Le soja est traditionnellement cultivé dans le sud du Brésil, mais à partir de la fin des années 1970, les nouveaux champs se sont surtout développés dans le centre-ouest du pays, notamment dans la savane du Cerrado. Selon une étude de l'entreprise Agrosatélite commandée par Abiove, la surface occupée par l'oléagineux dans ce biome (écosystème) a doublé entre 2001 et 2019, atteignant 18,2 millions d'hectares.

Davantage protégée par le code forestier brésilien et par un moratoire négocié en 2006 entre ONG, entreprises et autorités brésiliennes, l'Amazonie comptait 5 millions d'hectares de soja en 2018 contre 1,1 million onze ans auparavant, une expansion qui s'est faite en majorité sur d'anciens pâturages.

La culture brésilienne de soja devrait aussi voir sa productivité augmenter de 4,3% par rapport à la précédente récolte, et atteindre un rendement élevé, de 3.523 kg en moyenne par hectare.

Les premières prévisions n'étaient pourtant pas prometteuses, en raison d'une sécheresse dans plusieurs régions productrices qui a obligé les agriculteurs à retarder le semis. Mais les conditions climatiques se sont équilibrées lors du cycle végétatif et ont fini par être globalement favorables à la culture.

Les gains de productivité s'expliquent notamment par "l'usage croissant des technologies dans les plantations", observe Luiz Fernando Gutierrez, analyste chez Safras e Mercado.

Les livraisons de fertilisants ont ainsi "augmenté de 10% en 2020", souligne le consultant technique de la Confédération nationale agricole (CNA) Fábio Carneiro.

- Défis logistiques -

Le soja OGM occupe désormais la quasi-totalité des surfaces affectées à la culture de l'oléagineux. Certaines variétés transgéniques affichent une productivité qui dépasse les 5.000 kg par hectare et "sont de plus en plus présentes dans les champs", précise M. Carneiro.

Il explique aussi les bonnes performances brésiliennes par le développement du système de semis direct, "qui consiste à ne pas labourer la terre" entre les récoltes et à utiliser de la paille en couverture végétale, pour "réduire l'érosion du sol et éviter la perte de nutriments".
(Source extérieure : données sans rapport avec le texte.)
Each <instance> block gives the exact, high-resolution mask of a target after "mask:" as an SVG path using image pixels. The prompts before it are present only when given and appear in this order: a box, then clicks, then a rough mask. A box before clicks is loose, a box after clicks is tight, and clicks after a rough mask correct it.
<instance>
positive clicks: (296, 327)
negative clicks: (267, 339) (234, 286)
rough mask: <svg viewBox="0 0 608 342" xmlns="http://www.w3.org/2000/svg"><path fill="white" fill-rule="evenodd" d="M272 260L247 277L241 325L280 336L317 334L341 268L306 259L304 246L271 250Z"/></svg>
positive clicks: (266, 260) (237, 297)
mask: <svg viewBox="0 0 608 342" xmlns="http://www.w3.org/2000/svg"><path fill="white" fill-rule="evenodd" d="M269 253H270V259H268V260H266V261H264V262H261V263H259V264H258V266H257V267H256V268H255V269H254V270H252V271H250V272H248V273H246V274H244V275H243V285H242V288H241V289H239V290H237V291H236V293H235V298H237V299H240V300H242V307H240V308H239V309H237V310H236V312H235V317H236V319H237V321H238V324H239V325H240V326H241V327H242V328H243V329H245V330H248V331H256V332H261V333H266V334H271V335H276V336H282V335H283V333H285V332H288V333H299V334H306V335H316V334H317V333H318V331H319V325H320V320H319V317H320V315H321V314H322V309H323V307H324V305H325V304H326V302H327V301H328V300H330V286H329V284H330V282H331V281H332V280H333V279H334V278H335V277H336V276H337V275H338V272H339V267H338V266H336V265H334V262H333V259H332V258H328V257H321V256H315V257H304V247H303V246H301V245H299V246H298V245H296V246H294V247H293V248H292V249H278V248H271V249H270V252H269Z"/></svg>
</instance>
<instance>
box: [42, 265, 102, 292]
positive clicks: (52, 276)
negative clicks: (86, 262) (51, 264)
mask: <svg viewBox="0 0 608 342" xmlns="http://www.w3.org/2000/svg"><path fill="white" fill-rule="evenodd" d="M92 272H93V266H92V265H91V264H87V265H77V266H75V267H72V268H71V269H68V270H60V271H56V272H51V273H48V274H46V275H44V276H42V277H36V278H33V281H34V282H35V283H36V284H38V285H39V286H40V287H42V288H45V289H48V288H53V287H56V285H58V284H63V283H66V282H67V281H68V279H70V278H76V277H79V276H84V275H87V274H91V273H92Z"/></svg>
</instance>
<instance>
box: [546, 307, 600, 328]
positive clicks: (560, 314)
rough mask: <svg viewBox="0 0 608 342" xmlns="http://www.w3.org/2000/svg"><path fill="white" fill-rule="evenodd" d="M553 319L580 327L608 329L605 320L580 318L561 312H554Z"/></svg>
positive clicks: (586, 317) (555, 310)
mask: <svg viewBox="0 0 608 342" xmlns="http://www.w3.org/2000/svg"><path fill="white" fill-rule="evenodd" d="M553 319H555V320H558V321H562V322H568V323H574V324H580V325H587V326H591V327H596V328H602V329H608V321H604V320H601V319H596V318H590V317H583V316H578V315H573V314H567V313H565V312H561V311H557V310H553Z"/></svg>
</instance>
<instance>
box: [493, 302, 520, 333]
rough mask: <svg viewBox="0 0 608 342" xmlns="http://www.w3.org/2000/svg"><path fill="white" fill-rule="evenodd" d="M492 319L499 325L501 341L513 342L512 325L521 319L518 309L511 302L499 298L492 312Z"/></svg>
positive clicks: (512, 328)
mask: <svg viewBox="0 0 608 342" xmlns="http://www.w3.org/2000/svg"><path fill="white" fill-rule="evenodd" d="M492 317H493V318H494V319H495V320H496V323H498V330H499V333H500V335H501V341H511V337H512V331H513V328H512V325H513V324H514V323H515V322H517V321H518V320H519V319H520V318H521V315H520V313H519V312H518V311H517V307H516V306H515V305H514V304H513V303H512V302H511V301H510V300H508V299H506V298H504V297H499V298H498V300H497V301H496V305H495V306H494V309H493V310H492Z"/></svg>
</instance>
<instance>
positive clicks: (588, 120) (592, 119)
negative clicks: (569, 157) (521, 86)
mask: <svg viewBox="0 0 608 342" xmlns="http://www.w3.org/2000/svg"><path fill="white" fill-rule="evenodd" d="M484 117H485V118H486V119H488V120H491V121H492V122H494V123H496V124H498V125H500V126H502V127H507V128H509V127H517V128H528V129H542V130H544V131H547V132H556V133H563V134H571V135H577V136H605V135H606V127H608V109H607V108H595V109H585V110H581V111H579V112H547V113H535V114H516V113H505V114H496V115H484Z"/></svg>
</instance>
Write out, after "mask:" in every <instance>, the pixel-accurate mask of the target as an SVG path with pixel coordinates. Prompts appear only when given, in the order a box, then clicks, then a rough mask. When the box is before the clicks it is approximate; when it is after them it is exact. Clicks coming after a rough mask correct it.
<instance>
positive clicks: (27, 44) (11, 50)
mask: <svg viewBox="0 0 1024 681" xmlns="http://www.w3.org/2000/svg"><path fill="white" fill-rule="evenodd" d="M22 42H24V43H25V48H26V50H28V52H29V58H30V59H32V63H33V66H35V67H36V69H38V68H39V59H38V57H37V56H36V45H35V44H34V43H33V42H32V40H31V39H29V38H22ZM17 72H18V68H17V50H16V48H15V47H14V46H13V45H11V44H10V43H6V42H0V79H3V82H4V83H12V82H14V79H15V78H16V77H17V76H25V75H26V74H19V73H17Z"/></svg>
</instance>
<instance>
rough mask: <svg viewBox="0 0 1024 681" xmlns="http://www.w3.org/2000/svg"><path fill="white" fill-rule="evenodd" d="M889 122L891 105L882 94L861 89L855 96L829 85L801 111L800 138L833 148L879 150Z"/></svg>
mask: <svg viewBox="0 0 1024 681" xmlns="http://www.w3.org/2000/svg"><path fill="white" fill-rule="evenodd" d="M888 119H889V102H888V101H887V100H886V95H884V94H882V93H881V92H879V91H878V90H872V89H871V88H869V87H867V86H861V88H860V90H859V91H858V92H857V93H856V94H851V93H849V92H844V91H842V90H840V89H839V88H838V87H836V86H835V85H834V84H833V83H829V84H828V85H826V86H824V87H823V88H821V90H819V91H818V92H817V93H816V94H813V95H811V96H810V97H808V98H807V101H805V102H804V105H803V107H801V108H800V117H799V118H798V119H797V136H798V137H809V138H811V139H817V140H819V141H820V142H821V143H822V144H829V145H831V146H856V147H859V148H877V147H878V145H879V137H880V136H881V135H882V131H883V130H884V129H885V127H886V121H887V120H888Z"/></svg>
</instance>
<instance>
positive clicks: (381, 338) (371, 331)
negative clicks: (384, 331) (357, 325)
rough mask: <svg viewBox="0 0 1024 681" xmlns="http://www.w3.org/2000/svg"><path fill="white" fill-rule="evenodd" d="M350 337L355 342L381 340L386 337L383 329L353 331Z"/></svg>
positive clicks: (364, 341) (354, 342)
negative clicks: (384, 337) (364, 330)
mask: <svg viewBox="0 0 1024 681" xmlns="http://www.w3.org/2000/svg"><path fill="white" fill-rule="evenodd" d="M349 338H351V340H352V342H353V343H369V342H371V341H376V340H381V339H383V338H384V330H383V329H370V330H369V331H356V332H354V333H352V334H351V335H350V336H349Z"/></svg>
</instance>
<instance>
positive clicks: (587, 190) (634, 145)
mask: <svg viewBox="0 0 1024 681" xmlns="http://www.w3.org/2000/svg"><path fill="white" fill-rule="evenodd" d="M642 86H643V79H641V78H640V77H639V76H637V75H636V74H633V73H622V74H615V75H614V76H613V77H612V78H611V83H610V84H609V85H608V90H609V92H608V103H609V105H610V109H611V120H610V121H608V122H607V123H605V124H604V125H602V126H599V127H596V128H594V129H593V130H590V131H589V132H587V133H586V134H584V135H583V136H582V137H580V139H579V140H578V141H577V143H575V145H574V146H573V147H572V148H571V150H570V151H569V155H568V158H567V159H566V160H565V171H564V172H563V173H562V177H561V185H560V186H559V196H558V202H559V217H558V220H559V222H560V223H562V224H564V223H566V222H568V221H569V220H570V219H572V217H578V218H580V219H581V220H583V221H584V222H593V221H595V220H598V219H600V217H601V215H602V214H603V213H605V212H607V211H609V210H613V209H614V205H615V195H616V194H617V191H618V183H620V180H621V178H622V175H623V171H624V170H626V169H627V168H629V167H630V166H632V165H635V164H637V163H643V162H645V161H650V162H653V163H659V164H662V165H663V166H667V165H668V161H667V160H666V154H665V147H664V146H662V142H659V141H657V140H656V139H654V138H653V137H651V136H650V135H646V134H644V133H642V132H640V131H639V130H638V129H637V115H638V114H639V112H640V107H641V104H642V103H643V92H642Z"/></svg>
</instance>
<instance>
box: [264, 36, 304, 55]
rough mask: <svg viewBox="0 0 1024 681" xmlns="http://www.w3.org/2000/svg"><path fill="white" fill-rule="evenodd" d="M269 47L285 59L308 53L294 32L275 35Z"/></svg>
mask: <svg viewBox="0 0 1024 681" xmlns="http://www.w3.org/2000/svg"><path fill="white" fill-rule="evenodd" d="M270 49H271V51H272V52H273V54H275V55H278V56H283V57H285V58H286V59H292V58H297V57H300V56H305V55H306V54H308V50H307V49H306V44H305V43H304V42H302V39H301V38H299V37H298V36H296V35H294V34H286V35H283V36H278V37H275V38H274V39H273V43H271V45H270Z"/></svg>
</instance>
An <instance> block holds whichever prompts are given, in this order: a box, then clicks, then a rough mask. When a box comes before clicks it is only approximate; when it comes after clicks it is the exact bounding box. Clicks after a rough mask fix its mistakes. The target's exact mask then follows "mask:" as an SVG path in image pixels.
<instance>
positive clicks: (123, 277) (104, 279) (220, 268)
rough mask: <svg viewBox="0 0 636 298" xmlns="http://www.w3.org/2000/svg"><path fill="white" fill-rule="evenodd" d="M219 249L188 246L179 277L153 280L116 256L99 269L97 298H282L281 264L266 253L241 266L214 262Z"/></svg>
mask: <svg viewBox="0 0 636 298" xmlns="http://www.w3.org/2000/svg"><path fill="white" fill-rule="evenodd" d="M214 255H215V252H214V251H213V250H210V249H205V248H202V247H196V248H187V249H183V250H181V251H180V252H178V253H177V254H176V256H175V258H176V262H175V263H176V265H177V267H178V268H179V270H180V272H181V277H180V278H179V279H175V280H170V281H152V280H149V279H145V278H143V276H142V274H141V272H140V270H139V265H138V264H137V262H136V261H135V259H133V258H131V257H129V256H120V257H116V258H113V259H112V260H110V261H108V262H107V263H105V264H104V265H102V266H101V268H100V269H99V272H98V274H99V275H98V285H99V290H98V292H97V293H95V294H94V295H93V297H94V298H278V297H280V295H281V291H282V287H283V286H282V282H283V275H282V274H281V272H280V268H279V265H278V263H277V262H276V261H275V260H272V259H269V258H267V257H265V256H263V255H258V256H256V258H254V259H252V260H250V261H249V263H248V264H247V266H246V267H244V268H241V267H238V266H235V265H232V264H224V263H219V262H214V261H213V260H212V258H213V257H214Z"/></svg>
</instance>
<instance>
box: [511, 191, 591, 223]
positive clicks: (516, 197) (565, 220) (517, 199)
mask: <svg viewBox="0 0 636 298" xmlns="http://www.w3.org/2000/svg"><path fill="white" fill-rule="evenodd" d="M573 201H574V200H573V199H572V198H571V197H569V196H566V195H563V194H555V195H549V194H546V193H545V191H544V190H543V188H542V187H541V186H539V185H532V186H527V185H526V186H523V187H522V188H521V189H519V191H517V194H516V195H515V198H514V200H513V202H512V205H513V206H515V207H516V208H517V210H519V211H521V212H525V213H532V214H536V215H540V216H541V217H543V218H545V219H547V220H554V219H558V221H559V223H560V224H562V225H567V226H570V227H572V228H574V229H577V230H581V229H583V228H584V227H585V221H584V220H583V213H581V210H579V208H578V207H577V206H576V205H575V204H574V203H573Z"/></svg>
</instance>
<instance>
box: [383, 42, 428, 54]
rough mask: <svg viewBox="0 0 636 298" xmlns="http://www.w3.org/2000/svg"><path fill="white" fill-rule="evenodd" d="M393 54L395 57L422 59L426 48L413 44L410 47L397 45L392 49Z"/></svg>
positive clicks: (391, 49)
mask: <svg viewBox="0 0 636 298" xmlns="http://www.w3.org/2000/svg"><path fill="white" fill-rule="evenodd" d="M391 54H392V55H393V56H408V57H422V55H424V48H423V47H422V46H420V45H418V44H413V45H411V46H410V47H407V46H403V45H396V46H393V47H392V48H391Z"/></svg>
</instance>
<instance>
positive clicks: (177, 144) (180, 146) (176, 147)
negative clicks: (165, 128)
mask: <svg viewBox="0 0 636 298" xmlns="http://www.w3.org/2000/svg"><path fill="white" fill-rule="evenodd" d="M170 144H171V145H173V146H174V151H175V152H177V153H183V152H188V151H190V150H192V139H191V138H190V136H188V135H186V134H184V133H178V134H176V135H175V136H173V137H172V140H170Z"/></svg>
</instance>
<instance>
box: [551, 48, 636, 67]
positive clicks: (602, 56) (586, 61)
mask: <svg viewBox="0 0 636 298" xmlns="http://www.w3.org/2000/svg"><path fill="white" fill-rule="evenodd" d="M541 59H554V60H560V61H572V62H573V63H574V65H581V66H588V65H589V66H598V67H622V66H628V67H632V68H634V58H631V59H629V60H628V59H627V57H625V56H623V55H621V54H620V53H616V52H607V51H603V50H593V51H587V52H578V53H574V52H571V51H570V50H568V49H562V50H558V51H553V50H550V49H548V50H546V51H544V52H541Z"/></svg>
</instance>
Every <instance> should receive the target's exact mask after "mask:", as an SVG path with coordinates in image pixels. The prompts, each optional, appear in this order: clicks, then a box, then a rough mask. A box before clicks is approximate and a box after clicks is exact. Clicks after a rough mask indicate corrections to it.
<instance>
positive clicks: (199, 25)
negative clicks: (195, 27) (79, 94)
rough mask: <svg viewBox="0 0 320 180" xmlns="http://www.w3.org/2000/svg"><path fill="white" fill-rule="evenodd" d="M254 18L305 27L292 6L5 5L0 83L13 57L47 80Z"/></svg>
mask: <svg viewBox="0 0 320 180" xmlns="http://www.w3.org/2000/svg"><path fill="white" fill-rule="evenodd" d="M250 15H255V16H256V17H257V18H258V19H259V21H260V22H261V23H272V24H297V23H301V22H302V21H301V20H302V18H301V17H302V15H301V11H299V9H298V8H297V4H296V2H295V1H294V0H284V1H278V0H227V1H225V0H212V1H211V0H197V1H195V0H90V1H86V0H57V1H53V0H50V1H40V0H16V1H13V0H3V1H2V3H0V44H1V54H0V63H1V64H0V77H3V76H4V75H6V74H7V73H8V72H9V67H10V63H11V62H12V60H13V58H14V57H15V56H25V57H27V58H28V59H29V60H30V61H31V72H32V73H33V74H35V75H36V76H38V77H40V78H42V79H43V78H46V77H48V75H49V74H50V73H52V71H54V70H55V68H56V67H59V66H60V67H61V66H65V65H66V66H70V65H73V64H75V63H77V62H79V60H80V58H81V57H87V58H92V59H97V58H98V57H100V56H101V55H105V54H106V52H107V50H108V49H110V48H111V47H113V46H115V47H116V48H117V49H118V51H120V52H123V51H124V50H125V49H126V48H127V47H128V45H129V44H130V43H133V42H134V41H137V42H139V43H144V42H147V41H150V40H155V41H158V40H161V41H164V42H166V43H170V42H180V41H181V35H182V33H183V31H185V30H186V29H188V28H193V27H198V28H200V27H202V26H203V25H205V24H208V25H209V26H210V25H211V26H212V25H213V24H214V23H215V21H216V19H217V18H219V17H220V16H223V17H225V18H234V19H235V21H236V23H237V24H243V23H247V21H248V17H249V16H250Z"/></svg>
Le consultant pointe par ailleurs l'essor de l'agriculture de précision, plus efficace, notamment grâce à des applications qui permettent aux producteurs d'identifier les zones avec le plus de mauvaises herbes, et d'appliquer les herbicides en fonction des besoins.

La filière va cette année profiter de la flambée des prix de l'oléagineux sur le marché national et international, tirés par l'explosion de la demande notamment en Chine, première destination du soja brésilien.

Mais entre les difficultés provoquées par la pandémie de Covid-19 et la dépréciation du real brésilien par rapport au dollar, Adriano Barzotto, président d'Aprosoja dans l'Etat de Goiás (centre-ouest du Brésil), préfère rester prudent.

"Le prix des engrais, de l'essence, des équipements ont aussi augmenté et notre activité coûte désormais plus cher. Il ne vaut mieux pas se laisser gagner par l'euphorie ni s'endetter, car les cours des céréales et oléagineux fluctuent beaucoup", prévient-il.

Par ailleurs, pour écouler toute sa récolte, le Brésil doit relever d'importants défis logistiques, notamment ceux du stockage, déficitaire, et du transport par camion, sur des routes souvent abîmées ou sans goudron.